Walker maintains that these training modalities must be accompanied by adequate stretching to increase the range of motion in the joints.
“Stretching alerts the body to expect an increase in intensity. It also helps reduce the risk of injury and inflammation when gradually training harder,” he added. “Your body adapts to what it’s about to encounter and keeps the level of inflammation down after your workout.”
Walker says that active rest days are crucial for avoiding injury and inflammation. And above all, your body needs three things: rest, protein, and water.
“By keeping our muscles hydrated and supplying them with enzymes and amino acids, the torn muscle fibers repair quicker and become stronger than they were before. Essentially this is our goal from training. If active rest days are not added to the weekly schedule, you could end up over exerting the entire muscle while its fibers are broken down, resulting in a full 1st-3rd degree tear or sprain of the muscle.”

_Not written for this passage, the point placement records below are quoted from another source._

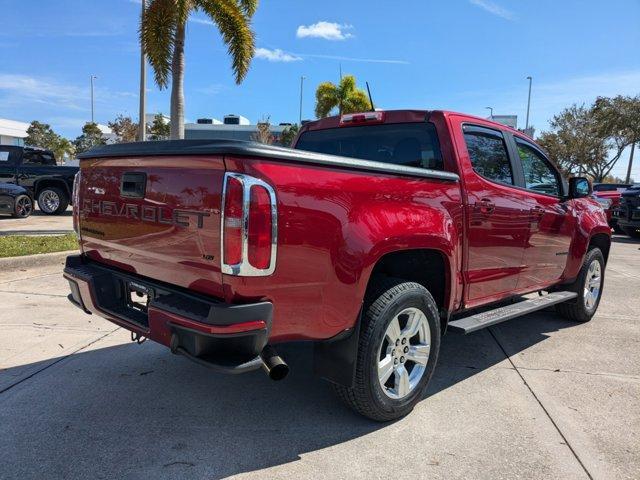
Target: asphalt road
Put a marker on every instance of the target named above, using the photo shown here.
(536, 397)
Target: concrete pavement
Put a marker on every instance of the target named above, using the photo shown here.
(536, 397)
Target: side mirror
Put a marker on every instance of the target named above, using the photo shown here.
(579, 187)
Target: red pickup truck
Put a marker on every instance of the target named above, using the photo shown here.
(377, 233)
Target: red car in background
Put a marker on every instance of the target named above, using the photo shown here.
(608, 196)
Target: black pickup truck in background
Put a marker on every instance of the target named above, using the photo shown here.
(36, 170)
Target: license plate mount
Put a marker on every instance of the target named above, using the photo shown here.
(138, 297)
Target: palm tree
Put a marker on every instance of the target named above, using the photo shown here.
(162, 33)
(345, 96)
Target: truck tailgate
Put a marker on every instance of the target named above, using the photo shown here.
(155, 216)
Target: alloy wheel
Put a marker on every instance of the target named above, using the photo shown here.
(404, 353)
(49, 201)
(24, 206)
(592, 285)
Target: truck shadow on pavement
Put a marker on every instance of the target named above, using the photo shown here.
(129, 411)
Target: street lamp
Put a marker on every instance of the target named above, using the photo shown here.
(490, 110)
(302, 79)
(93, 77)
(142, 120)
(528, 103)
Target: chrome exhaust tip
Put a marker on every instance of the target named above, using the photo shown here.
(273, 364)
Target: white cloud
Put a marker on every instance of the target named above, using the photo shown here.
(276, 55)
(355, 59)
(326, 30)
(493, 8)
(23, 89)
(213, 89)
(201, 21)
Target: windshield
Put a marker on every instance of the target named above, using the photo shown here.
(408, 144)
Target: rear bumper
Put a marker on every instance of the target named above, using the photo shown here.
(227, 338)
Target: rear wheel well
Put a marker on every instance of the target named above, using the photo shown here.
(42, 184)
(423, 266)
(603, 242)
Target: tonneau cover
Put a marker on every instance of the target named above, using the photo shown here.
(242, 148)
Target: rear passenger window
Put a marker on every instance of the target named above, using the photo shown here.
(488, 154)
(539, 175)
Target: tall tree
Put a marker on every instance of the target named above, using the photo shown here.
(40, 135)
(162, 34)
(576, 143)
(63, 149)
(345, 96)
(159, 129)
(91, 137)
(619, 120)
(125, 129)
(263, 132)
(289, 134)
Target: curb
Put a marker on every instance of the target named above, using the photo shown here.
(31, 233)
(37, 260)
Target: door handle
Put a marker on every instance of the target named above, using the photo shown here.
(537, 211)
(485, 206)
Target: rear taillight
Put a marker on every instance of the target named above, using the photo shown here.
(75, 195)
(233, 218)
(249, 226)
(259, 227)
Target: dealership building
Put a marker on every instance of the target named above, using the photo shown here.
(232, 127)
(12, 132)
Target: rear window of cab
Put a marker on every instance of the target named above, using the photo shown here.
(407, 144)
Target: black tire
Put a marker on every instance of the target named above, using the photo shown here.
(577, 310)
(386, 300)
(22, 206)
(632, 232)
(49, 208)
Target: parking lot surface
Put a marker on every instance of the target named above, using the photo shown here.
(37, 224)
(536, 397)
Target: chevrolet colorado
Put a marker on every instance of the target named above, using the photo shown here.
(377, 233)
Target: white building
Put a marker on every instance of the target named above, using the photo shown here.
(12, 132)
(234, 127)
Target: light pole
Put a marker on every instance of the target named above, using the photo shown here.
(142, 114)
(93, 77)
(528, 103)
(302, 78)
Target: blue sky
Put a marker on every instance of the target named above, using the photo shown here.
(461, 55)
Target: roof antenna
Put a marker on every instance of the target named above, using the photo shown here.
(373, 109)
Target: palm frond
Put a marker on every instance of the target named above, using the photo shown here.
(235, 28)
(356, 101)
(327, 98)
(249, 7)
(157, 35)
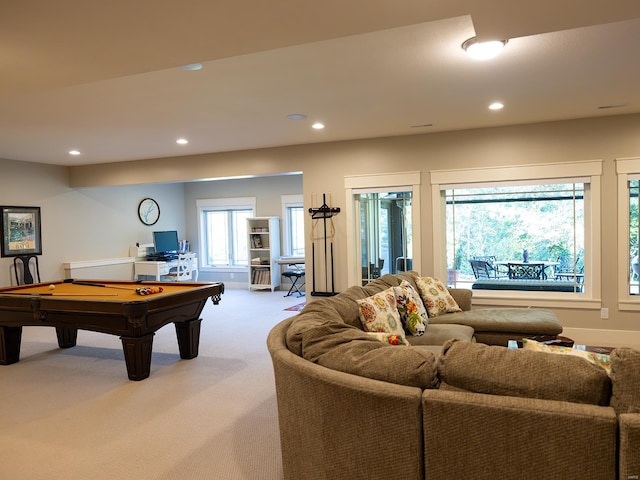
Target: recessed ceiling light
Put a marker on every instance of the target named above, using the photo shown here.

At the first sign of inflammation, such as swelling, pain, redness or a buildup of fluid, Walker says it’s essential to stop all activity and rest from training until the situation has cleared.
“Act immediately, especially within the first 72 hours,” he said. “Make sure to adopt the RICE method: Rest, Ice, Compression, and Elevation. Do this two to three times daily and take an ibuprofen or any prescribed drug from a health professional to reduce the swelling.”
Walker also says it’s best to rest from all activity — particularly weight-bearing exercises — when experiencing inflammation.
“Mild to moderate levels will typically last for about 48 hours in a well-trained athlete who has a good diet. As the initial response of inflammation is to send blood flow to the affected area, static stretching can also help with this process.”
“Lack of sleep increases irritability and stress, therefore affecting our body’s healing process,” Walker stated.
“Other dimensions of health are also important to consider when reducing inflammation: switching off from screens at a reasonable time, getting to bed early, enjoying social events, and practicing mindfulness all help.”
“Studies have shown that getting adequate levels of melatonin and Vitamin D can also contribute to healing. Don’t forget to put number one first and schedule some time off or some sun vacations!”